JD+McCreadie%2C+Caiden+Livingston%2C+and+Maya+Consiglio+during+Caiden+and+Mayas+experiment+

Thomas Lei

JD McCreadie, Caiden Livingston, and Maya Consiglio during Caiden and Maya’s experiment

Priya Chahil, Reporter

Seniors had their annual psychology IA experiment day on Wednesday, September 29th at the Utica Academy for International Studies.  

The students of UAIS have many different requirements compared to students from other schools. One of those requirements is an IA, otherwise known as an internal assessment. The seniors at UAIS took the past couple of weeks to review many well-known psychology studies. Working in groups, they chose a study that stood out to them, and replicated it in their own way.  

With the help of their teacher psychology teacher, Mr. Burak, the seniors were able to spend this last month of September creating a study/experiment that they could present to the juniors. The seniors worked alongside Mr.

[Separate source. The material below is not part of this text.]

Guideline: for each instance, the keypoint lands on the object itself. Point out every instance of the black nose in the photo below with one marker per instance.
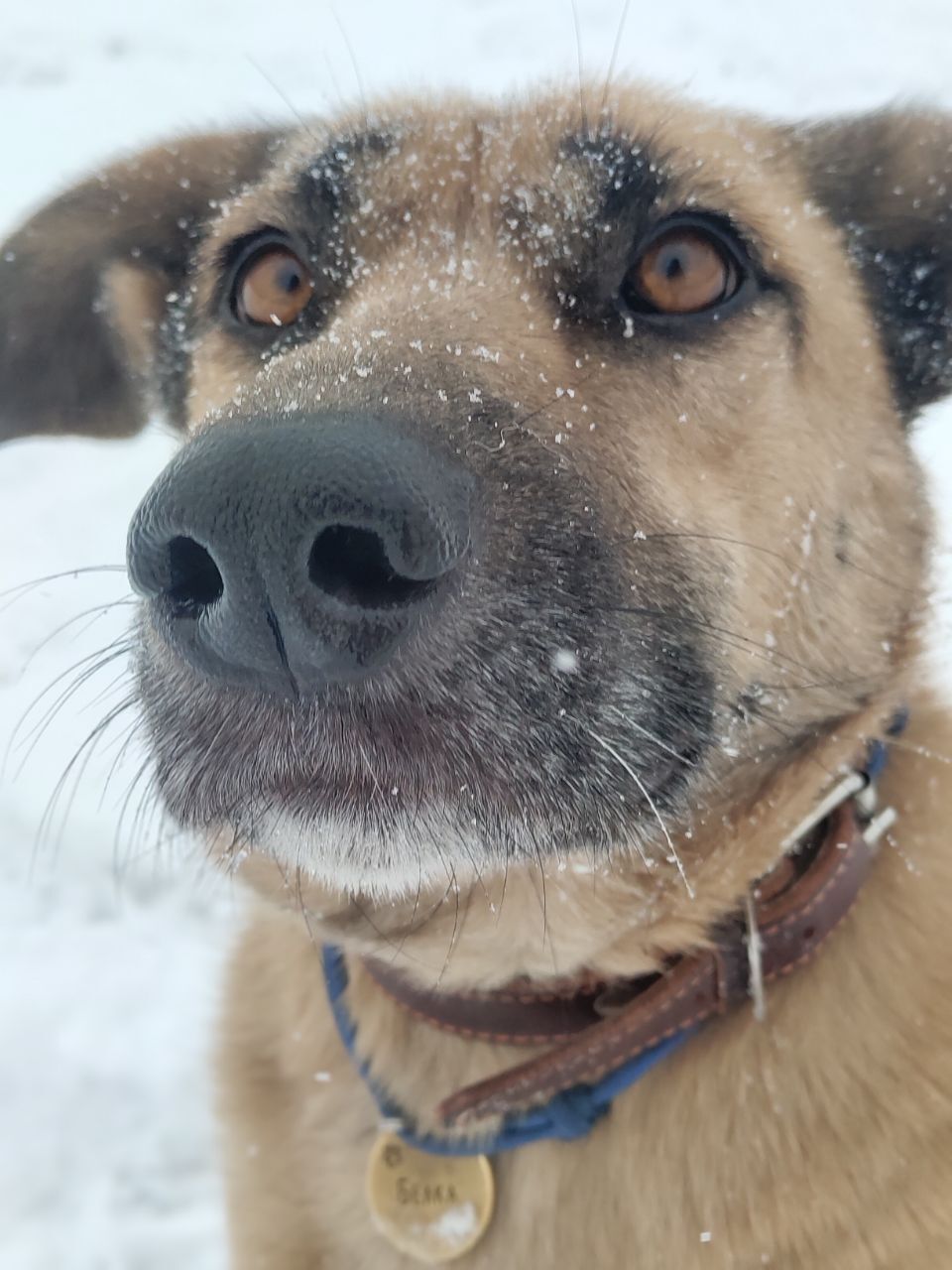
(298, 553)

Burak in the creation of their experiment. 

“I think it was very productive, they had a lot of good ideas in the first place so my role as an advisor was much more advisory, I pointed out a few things here or there but for the most part I think every group have a good base plan in place before we had any meetings and then we made a few tweaks,” Mr. Burak said.   

Alyssa Alpas, a UAIS senior, was part of a group that experimented with the juniors on how changing the verbiage of a question after watching the video would change the answers that the subjects provided.   

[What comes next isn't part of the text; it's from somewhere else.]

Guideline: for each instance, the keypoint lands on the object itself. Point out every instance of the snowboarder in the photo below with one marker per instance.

 Alpas said, “Sure there were some nerves going into psych IA day, but I do think that working together with my group and with Mr. Buraks guidance we seemed pretty ready especially when it came to the time, we had to conduct our experiment.” 

Having to oversee all of the experiments itself, Mr. Burak got to see how each group was handling themselves and was helping with any problems that had occurred during the time of the experiments.  

“There were a few little hiccups in terms of like getting things set up or like technology wasn’t working right for some groups and things like that, which were a little bit more logistical than actually having to do with running the experiments but based on everything that I saw I would say my judgment at the time was good and then the execution was good from what I could see,” Burak said.  

Senior Aubree Clark was part of the first group to complete their experiment on psych IA day. They went in with no clue of things that could go wrong or what to expect.  

“I honestly would not have changed anything in our experiment, but I would change the time that we had psych IA day because the Heritage announcements went off during our second group, which didn’t happen with the first group,” Clark said.  

Mr. Burak has also conducted these experiments for the past 10 years and has been able to see the ways that seniors have conducted their studies each year.  

“The seniors of 2020-2021 had all online experiments so that was a little challenging because one of the things that really helps seniors is being subjects as juniors and seeing how things run from the subject side of things and so this year seniors didn’t get that same experience because all their experiments that they joined were online, so given all that, I was actually pretty impressed with how well that they executed those things, so I think in comparison to previous years where we’ve been in person, I thought it went really really well,” Burak said.   

With the completion of their experiments, the seniors now must gather their data and write their internal assessment.